At no time is the data 'stored' in any way
You cannot query anything that happened in the past, because the program doesn't remember it.
Before another dozen people post about how in-memory databases have been done before, please read the article. They're specifically not talking about in-memory or on-disk databases. They're reading the data and analyzing it in real time as it flows through the network. For everyone asking how they're going to back such data up, you don't need to back up data that is useless 1 second after it has flowed through your network.
I'm a big tall mofo.
OK, I get what they're trying to do, but my question: so what?
Sooner or later you have to put something somewhere. Let's say you monitor a battalion in battle in realtime. All of these messages are streaming in and being analyzed. Great. But now what? So something triggers an alert, say. Well, what's tracking the status of the alert? Wouldn't you want to track the status of an alert saying "this Humvee is off course"? Wouldn't you want to track whether someone had acknowledged the alert, and what they did about it?
And don't forget there are liability issues, historical issues, and more. You're a stock trader, all of these messages are coming and being analyzed. You get an alert...one of your triggers tripped. You make a trade as a result, only to find out 30 minutes later that the trigger was WRONG and your trade was WRONG and you (or your company) is out $10 million. How do you prove that you made the trade based on the trigger like you were supposed to and not because you f**ked up? The trigger, and the data that caused it to trip, is long gone. What do you do now?

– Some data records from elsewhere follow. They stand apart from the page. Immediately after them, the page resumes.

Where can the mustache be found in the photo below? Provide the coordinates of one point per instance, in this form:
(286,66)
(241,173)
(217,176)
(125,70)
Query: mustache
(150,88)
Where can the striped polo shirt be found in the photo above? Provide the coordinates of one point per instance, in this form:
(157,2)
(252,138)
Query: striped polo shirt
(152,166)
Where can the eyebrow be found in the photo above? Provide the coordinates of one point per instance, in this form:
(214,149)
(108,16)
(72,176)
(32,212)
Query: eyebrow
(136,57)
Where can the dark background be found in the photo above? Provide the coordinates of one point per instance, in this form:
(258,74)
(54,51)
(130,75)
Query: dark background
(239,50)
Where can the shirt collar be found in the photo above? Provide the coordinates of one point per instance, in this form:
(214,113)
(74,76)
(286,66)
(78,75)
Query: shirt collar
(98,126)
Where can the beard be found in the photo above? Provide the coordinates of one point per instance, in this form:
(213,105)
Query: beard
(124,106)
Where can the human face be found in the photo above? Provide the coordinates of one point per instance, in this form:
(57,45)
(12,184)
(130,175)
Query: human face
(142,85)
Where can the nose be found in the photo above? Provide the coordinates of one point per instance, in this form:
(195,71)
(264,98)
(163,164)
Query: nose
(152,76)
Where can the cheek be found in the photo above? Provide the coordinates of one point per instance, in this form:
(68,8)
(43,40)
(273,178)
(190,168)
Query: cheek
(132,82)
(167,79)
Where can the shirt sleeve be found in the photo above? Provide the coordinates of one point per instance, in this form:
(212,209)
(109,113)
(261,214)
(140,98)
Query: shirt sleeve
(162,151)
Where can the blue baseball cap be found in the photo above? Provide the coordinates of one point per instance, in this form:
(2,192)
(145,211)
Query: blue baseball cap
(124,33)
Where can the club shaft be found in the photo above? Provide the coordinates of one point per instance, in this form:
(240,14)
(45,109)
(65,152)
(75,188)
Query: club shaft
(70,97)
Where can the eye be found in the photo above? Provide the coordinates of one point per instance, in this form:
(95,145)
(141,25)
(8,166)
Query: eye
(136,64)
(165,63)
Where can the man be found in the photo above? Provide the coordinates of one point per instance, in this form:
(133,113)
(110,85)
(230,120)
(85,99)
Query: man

Eventually something has to be written (stored) somewhere, sometime. I guess I can see the need for summarizing data and only storing what StreamBase says is "important" but how would you know if everything was OK if the actual data driving everything was long gone?
One question might be...why write the data directly to a database initially? Why not utilize a faster format, then write to the DB when things have slowed down (i.e. caching)?
If the server crashes while it's still in "write later mode", then data will be lost.. Since most of the time servers crash BECAUSE of high traffic, this can be kind of bad.